After all, it should really be about my convenience.
Maybe you were thinking of Vichy France?
There also was the even shorter-lived Salò Republic.
Columbus is still smaller than Cleveland, in every way except officially. It ate all of its suburbs, but the historical boundaries before that happened leave it smaller than the city limits of Cleveland, and the Cleveland metropolitan area is likewise larger.
With US states in general, one major factor is that most capitals were chosen to be relatively close to the center of the state, a location which often didn’t have much else going for it. In fact, the tendency is for major cities to be on the edges of their states, because cities tend to spring up on major bodies of water, which often form state borders.
It occurs to me that I can’t think of any province that has changed capitals, unlike US states.
There were a few shenanigans before Confederation, though. Upper Canada, the colony that would later become Ontario, had its first capital at Niagara-on-the-Lake before it was moved to York, later Toronto, because Niagara-on-the-Lake was too close to the US border.

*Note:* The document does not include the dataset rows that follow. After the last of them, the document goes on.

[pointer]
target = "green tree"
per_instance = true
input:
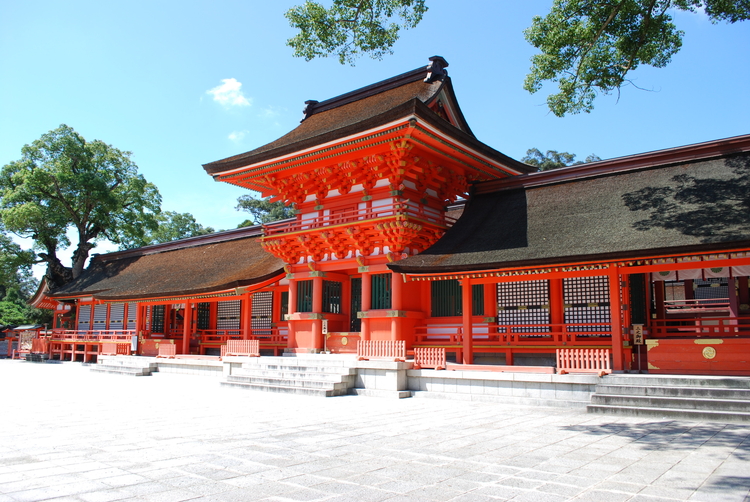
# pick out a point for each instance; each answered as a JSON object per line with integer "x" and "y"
{"x": 171, "y": 226}
{"x": 588, "y": 47}
{"x": 17, "y": 285}
{"x": 554, "y": 159}
{"x": 351, "y": 27}
{"x": 262, "y": 210}
{"x": 61, "y": 182}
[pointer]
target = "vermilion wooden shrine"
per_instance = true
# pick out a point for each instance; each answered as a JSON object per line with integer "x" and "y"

Also, the Colony of British Columbia had its first capital at New Westminster (now part of the greater Vancouver area), but when it merged with the Colony of Vancouver Island, the capital of the latter, Victoria, became the capital of the new colony. The Wikipedia article on New Westminster has this to say:
Finally, the town of Qu’Appelle, now in Saskatchewan, was originally supposed to be the capital of the Northwest Territories (of which modern Saskatchewan was the most populous part). But governor Edwin Dewdney intervened to move the capital to the site of his landholdings at Pile o’Bones, which was duly renamed Regina – the present capital of Saskatchewan. Qu’Appelle has since dwindled away into a tiny village.

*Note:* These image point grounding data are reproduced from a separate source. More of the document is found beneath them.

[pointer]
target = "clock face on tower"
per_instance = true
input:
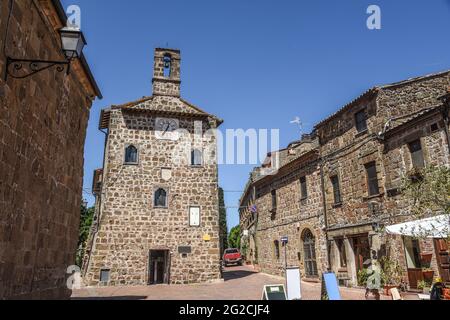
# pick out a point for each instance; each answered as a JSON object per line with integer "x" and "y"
{"x": 165, "y": 128}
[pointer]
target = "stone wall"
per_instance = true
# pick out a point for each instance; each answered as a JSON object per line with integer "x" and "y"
{"x": 293, "y": 216}
{"x": 43, "y": 122}
{"x": 396, "y": 114}
{"x": 130, "y": 226}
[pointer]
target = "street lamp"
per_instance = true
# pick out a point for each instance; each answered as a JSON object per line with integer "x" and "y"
{"x": 72, "y": 44}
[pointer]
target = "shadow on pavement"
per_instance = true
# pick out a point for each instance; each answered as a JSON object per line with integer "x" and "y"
{"x": 111, "y": 298}
{"x": 236, "y": 274}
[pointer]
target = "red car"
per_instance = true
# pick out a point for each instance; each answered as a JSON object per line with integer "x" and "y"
{"x": 232, "y": 256}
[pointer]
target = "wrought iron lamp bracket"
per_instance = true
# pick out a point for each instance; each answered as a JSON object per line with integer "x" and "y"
{"x": 24, "y": 68}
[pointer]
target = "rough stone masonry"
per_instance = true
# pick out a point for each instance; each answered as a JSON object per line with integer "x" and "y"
{"x": 157, "y": 219}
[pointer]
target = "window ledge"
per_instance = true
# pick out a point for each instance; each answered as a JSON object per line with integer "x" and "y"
{"x": 337, "y": 205}
{"x": 375, "y": 196}
{"x": 362, "y": 133}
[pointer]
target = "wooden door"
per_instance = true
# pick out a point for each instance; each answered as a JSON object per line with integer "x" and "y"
{"x": 309, "y": 247}
{"x": 362, "y": 251}
{"x": 443, "y": 259}
{"x": 414, "y": 277}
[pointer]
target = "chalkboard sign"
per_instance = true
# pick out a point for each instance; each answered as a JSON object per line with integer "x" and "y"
{"x": 330, "y": 288}
{"x": 184, "y": 249}
{"x": 293, "y": 283}
{"x": 274, "y": 292}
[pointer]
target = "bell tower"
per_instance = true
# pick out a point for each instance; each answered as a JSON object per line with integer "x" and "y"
{"x": 166, "y": 72}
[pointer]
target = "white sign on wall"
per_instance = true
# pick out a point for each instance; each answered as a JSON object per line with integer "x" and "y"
{"x": 194, "y": 216}
{"x": 293, "y": 281}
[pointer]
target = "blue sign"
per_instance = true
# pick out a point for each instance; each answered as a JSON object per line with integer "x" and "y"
{"x": 331, "y": 286}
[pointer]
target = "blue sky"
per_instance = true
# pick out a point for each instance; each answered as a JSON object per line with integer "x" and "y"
{"x": 258, "y": 64}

Edmonton’s population is smaller than Calgary’s, by a couple of hundred thousand, according to Wikipedia quoting 2011 stats on each of the city’s pages.

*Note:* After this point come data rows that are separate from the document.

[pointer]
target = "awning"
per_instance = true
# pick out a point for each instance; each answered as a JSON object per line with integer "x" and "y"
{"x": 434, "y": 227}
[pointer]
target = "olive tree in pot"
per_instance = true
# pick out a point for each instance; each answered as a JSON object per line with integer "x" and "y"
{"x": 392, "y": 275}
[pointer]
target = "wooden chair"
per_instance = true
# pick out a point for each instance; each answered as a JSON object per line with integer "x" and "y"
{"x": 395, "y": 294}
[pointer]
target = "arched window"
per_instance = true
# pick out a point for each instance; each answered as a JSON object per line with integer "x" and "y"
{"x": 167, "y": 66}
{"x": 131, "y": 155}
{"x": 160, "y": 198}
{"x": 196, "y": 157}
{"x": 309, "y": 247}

Too bad; Saskatoon once was a Goldilocks city. Now boom times are turning it concrete-and-glass, car-flyover ugly.
They’re still comparable in size, though. Edmonton is not “US-style capital.” Edmonton is a major city and is in the same general class as Calgary. It’s not like the weird mismatches of Albany vs. NYC, or Harrisburg vs. Philadelphia, or Springfield vs. Chicago.
It depends, of course, on what you mean by “city”, and it also depends on which city you regard as the capital of the UK. If by “London” you mean Greater London, it is the largest “city”. However, Greater London is not called a “city”, and it contains two cities: the City of London (which is clearly not the capital of the UK) and the City of Westminster, which contains the official residence of the Queen, the Parliament, and the main government departments.
If the City of Westminster is the capital, then it’s not the largest city in the UK: the City of Birmingham is.
(And you can apply a similar analysis to India: New Delhi is a relatively small city, but it’s part of the Delhi Metropolitan Area, which is the largest metropolitan area in India.)